Luc: Yes. There comes a time when the actor is completely present, as if they’re no longer creating the character. And I mean as if because they’re of course always working. It’s as if they’re naked.
Jean-Pierre: We’re also always trying to find the right camera angle that will render actors most present. So it’s a combination of that. Remember: This is not a rule.
Luc: When we’re working with an actor, there’s always a point of exhaustion where they’re in less control. Sometimes, when they reach that point, incredible things can happen. But that also means they have to be humble. Nowadays you have actors that, after three takes, will stop because they think they were absolutely astounding and “That’s it.” They earned a little bit of money so they think they can call the shots. This is why there are a lot of bad movies out there.
Jean-Pierre: We also don’t want actors “performing” in our film, like showing off their abilities.

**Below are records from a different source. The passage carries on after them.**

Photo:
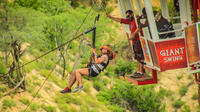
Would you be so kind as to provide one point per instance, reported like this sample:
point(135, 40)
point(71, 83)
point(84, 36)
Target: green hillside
point(39, 26)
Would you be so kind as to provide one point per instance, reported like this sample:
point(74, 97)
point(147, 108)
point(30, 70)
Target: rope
point(60, 45)
point(41, 85)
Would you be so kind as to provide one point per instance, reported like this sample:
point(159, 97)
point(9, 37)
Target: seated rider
point(100, 63)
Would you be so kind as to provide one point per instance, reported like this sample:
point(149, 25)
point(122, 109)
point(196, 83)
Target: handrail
point(170, 31)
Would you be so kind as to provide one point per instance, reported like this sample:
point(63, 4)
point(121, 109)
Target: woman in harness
point(100, 63)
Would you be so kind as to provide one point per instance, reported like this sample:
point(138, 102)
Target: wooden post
point(151, 20)
point(164, 8)
point(199, 88)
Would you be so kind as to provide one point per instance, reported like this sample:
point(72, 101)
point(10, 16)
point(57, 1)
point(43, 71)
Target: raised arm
point(114, 18)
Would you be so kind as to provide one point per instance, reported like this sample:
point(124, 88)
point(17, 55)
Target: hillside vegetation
point(39, 26)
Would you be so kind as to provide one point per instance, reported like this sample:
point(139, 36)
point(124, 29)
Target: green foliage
point(37, 83)
point(178, 103)
point(133, 97)
point(186, 108)
point(34, 107)
point(116, 108)
point(195, 96)
point(3, 89)
point(61, 101)
point(124, 67)
point(97, 84)
point(179, 77)
point(28, 3)
point(48, 108)
point(189, 76)
point(183, 90)
point(25, 101)
point(7, 103)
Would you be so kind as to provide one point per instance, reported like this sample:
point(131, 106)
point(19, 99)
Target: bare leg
point(79, 74)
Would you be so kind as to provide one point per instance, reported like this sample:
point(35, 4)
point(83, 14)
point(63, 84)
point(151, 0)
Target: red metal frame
point(146, 82)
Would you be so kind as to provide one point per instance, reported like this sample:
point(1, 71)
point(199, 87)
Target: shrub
point(25, 101)
point(48, 108)
point(195, 96)
point(3, 89)
point(179, 77)
point(34, 106)
point(178, 103)
point(116, 108)
point(8, 103)
point(142, 98)
point(98, 85)
point(183, 90)
point(124, 67)
point(186, 108)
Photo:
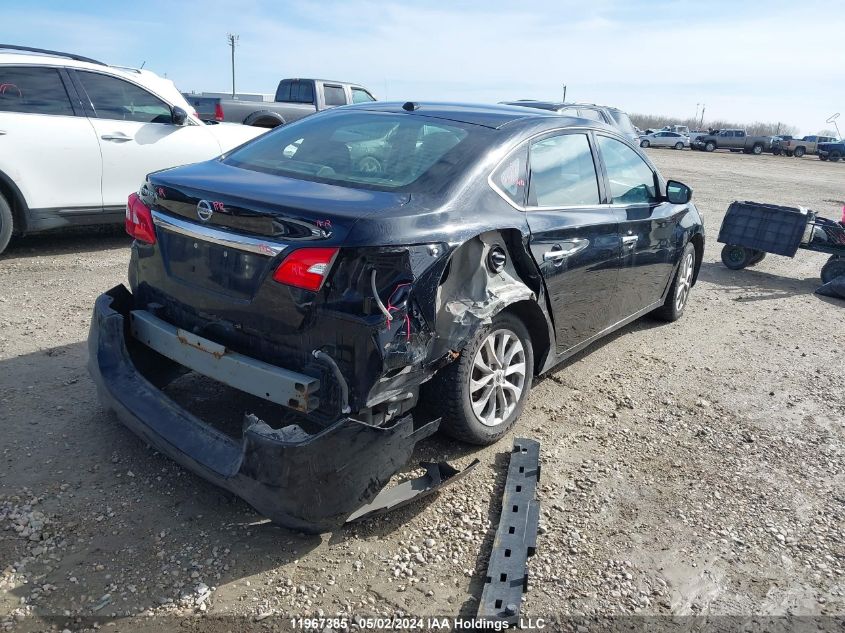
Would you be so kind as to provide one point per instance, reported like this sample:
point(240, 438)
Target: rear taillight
point(306, 268)
point(139, 220)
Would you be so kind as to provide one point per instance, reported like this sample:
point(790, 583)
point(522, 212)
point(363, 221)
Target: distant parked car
point(77, 135)
point(294, 99)
point(807, 145)
point(734, 140)
point(664, 139)
point(605, 114)
point(833, 150)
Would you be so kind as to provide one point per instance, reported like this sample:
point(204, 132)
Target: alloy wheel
point(684, 282)
point(497, 380)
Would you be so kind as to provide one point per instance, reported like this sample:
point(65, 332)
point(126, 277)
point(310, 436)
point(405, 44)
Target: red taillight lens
point(306, 268)
point(139, 220)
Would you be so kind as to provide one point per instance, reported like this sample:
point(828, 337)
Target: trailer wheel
point(736, 257)
point(835, 267)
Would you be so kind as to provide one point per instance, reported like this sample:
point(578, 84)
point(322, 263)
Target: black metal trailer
point(750, 230)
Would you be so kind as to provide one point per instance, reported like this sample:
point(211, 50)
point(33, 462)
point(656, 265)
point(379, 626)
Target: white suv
point(77, 136)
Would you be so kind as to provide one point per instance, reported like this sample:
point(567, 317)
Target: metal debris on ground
point(516, 536)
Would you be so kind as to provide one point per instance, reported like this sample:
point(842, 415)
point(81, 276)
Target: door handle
point(565, 249)
point(115, 137)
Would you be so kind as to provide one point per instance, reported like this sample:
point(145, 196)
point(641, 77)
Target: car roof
point(492, 116)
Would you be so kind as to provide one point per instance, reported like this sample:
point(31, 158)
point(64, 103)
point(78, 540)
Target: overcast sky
point(747, 61)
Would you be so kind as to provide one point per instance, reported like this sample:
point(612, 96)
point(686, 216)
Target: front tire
point(481, 394)
point(678, 295)
point(6, 224)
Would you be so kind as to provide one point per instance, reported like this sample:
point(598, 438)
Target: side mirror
point(178, 116)
point(678, 192)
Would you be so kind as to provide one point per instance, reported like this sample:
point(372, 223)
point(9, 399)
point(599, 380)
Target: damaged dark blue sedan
point(363, 276)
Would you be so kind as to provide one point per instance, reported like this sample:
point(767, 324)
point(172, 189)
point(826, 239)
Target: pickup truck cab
point(294, 99)
point(807, 145)
point(734, 140)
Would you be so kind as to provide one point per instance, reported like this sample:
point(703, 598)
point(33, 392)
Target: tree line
point(758, 128)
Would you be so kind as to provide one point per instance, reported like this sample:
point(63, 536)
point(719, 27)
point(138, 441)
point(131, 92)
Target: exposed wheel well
point(532, 317)
point(13, 196)
point(697, 242)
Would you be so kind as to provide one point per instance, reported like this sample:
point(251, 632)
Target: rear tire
point(482, 394)
point(6, 224)
point(835, 267)
point(736, 257)
point(678, 295)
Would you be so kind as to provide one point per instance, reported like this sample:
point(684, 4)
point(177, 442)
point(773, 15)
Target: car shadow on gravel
point(749, 285)
point(61, 242)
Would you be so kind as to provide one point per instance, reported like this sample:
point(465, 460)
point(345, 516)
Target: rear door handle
point(565, 249)
point(629, 240)
point(116, 137)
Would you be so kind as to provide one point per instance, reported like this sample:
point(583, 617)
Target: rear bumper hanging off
point(309, 482)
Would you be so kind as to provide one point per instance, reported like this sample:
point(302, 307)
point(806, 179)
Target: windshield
point(623, 121)
point(364, 149)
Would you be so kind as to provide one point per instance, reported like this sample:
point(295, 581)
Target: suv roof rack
point(44, 51)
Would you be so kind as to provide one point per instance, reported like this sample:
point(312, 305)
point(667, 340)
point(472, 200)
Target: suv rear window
point(33, 90)
point(381, 151)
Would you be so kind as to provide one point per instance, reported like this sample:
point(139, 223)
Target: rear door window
point(33, 90)
point(334, 95)
point(631, 179)
point(114, 98)
point(562, 172)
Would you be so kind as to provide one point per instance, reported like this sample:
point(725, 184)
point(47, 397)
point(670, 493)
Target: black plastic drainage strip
point(516, 537)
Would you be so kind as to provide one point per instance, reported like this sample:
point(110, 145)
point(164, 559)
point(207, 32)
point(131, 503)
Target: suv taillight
point(306, 268)
point(139, 220)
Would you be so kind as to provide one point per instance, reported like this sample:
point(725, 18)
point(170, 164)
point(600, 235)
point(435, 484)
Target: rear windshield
point(622, 121)
point(364, 149)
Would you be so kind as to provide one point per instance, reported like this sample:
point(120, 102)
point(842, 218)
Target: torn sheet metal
point(437, 475)
point(516, 536)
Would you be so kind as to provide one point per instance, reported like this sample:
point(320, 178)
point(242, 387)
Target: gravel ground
point(690, 468)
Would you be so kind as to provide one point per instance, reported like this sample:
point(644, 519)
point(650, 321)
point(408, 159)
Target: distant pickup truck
point(807, 145)
point(734, 140)
point(294, 99)
point(832, 151)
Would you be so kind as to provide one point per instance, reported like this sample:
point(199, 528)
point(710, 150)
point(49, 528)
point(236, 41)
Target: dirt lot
point(691, 468)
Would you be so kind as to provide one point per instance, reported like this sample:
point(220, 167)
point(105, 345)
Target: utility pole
point(233, 40)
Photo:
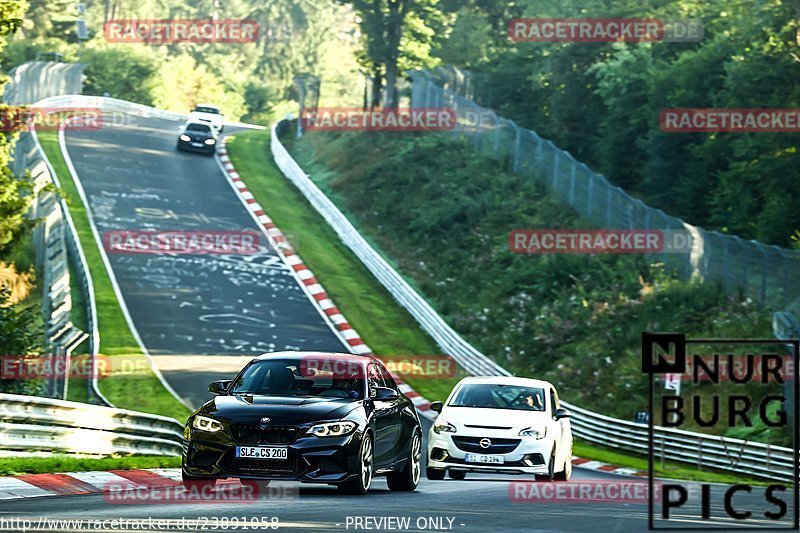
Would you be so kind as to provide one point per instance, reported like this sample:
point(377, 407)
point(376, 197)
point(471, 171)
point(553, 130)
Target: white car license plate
point(261, 452)
point(485, 458)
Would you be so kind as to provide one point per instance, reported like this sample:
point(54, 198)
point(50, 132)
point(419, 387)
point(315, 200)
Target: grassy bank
point(140, 391)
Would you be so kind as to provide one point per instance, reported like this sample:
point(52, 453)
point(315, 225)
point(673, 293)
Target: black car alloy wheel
point(360, 483)
point(407, 479)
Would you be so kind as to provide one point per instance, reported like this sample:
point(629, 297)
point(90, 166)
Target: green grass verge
point(10, 466)
point(383, 324)
point(141, 391)
point(669, 469)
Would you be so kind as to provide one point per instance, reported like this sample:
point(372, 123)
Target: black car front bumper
point(310, 459)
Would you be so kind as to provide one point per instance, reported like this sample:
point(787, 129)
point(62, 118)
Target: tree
point(385, 26)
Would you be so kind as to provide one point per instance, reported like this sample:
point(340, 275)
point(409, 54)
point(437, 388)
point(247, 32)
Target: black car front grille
point(472, 444)
point(249, 434)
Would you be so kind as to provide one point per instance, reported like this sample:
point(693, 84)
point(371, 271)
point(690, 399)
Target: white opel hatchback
point(501, 425)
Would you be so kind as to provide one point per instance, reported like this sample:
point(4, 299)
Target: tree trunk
point(394, 31)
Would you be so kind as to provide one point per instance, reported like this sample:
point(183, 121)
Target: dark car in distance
point(328, 418)
point(198, 137)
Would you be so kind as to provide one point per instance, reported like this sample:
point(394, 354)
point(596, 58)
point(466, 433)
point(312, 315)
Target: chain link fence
point(768, 274)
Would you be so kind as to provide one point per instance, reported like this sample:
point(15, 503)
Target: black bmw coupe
point(328, 418)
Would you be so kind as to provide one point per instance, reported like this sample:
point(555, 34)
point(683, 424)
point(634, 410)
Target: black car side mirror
point(219, 386)
point(383, 393)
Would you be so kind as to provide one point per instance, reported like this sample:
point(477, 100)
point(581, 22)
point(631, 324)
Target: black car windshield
point(205, 128)
point(296, 377)
point(496, 396)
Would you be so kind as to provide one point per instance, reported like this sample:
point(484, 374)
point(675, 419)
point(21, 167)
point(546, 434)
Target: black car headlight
point(204, 423)
point(332, 429)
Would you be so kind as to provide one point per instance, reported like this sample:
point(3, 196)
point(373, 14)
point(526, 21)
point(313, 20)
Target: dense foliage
point(602, 101)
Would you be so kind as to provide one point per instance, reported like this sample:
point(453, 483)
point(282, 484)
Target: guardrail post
point(769, 457)
point(699, 455)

You make one movie every two or three years. In those transitional periods—
Luc: We’re obviously thinking about the next character, the next situation, the next story… We’re reading newspapers and listening to what’s going on in the world. Everything is filtering through. We talk about it, talk about it, and talk about it. Like you or anyone else, we continue to live. And we’re a bit like vultures circling, in search of our next victim for stories and characters. [Laughs]
Do you always work on one project at a time, or consider many projects at once?
Luc: We’re only involved in that one project.
What’s coming after The Unknown Girl? Do you have a project right now?
Luc: Not yet. We’re in an empty place right now.
Is that scary for you?
Luc: A little bit.
Jean-Pierre: That’s why I have trouble sleeping, like Doctor Jenny. [Laughs]
Luc: I hope we’ll find it soon. Soon!